Personalidade literária, com várias facetas (jornalista, contista, poeta, ensaísta e charadista), que surge em 1902, partilhando com Pessoa a direcção de A Palavra e assinando o poema «Epitáfio» (cuja segunda estrofe corresponde à primeira do poema «Quando ela passa»; a autoria deste poema será também assumida por ele). Em O Palrador, outro jornal manuscrito criado em Portugal, o Dr. Pancrácio assina poemas, charadas, uma crónica e o conto humorístico «Desapontamento», este com a indicação de pertencer ao livro Brancos e Pretos. Já em Durban, o nome é latinizado e Pancratium elabora, em inglês, um «Ensaio sobre Poética», assinando-o depois com o pseudónimo de Professor Trochee. A escolha do pseudónimo relaciona-se com o tema: «Troqueu» é um pé de verso grego ou latino, composto por uma sílaba longa e outra breve, e o «ensaio» disserta sobre métrica e rima. Este texto (classificado posteriormente por Pessoa como um texto de humor), «escrito para edificação e para a instrução dos pretensos poetas», põe de parte as referências aos críticos antigos por «duas boas razões, a segunda das quais é que, mesmo que soubesse alguma coisa sobre eles, não gostaria de impingir a minha ciência escolar ao leitor». (Pessoa por Conhecer, II, p. 161) Pancratium-Trochee conclui o seu «ensaio» insistindo «com o leitor que, nesta era do automóvel e da arte pela arte, não há qualquer restrição ao comprimento da linha em poesia. (...) Depois de algum estudo, descobri que pode ser geralmente considerada poesia quando cada linha começa com letra maiúscula. Se o leitor conseguir descobrir outra diferença, ficaria muito grato que ma desse a conhecer.» (Ibidem) O Dr. Pancrácio aparece pela última vez em 1905: no número 1 de uma nova série de O Palrador, assina um «Epigrama» sobre reforma ortográfica, tema também de um outro poema humorístico, «Falar e Escrever», de 1902.

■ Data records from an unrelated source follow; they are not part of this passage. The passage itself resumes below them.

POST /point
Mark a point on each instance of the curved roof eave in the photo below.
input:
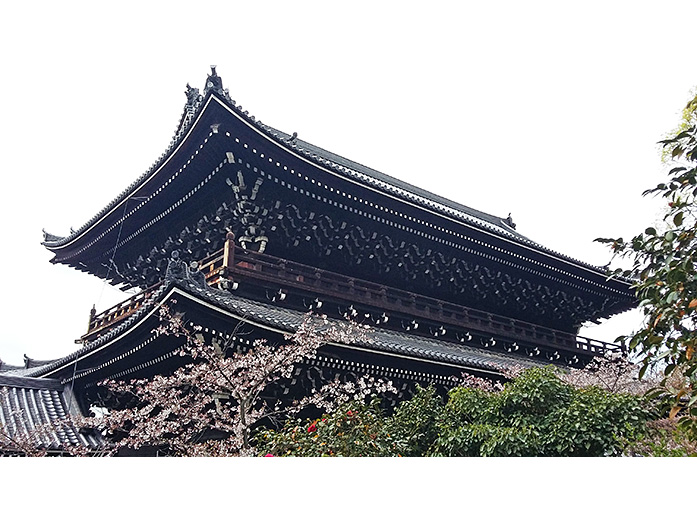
(327, 161)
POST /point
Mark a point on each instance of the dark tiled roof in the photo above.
(36, 408)
(287, 320)
(381, 340)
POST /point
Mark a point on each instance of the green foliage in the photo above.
(664, 266)
(537, 414)
(355, 429)
(413, 424)
(358, 429)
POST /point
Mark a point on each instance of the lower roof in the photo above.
(181, 284)
(35, 412)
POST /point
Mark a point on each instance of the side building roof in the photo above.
(35, 412)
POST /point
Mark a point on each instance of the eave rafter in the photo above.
(239, 175)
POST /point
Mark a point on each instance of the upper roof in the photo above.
(214, 93)
(159, 210)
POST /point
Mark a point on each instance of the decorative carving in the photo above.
(248, 214)
(214, 83)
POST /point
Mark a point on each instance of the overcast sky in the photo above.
(548, 110)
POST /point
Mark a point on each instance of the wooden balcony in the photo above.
(232, 264)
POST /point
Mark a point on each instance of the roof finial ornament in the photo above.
(192, 96)
(214, 83)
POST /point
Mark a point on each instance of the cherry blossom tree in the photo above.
(210, 406)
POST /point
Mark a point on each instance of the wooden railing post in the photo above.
(229, 252)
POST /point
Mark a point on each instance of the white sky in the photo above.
(547, 110)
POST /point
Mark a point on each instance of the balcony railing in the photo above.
(232, 264)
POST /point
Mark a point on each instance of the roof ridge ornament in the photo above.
(214, 83)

O Dr. Pancrácio terá sido a primeira personalidade literária de Pessoa, em português: manifestou-se na sua estada em Portugal (Lisboa e Açores) e acompanhou o seu criador no regresso a Durban. Por outro lado, o Dr. Pancrácio revela já algumas das mais importantes características pessoanas: o soneto «Metempsicose» (1902) versa um dos seus temas obsessivos – «ser morada de uma alma»; e a crítica «Versos de Carnaval» (1902) apresenta «as duas facetas, permanentes e indissociáveis em Pessoa, a de humorista e a de pedagogo» (Pessoa por Conhecer, I, p. 93).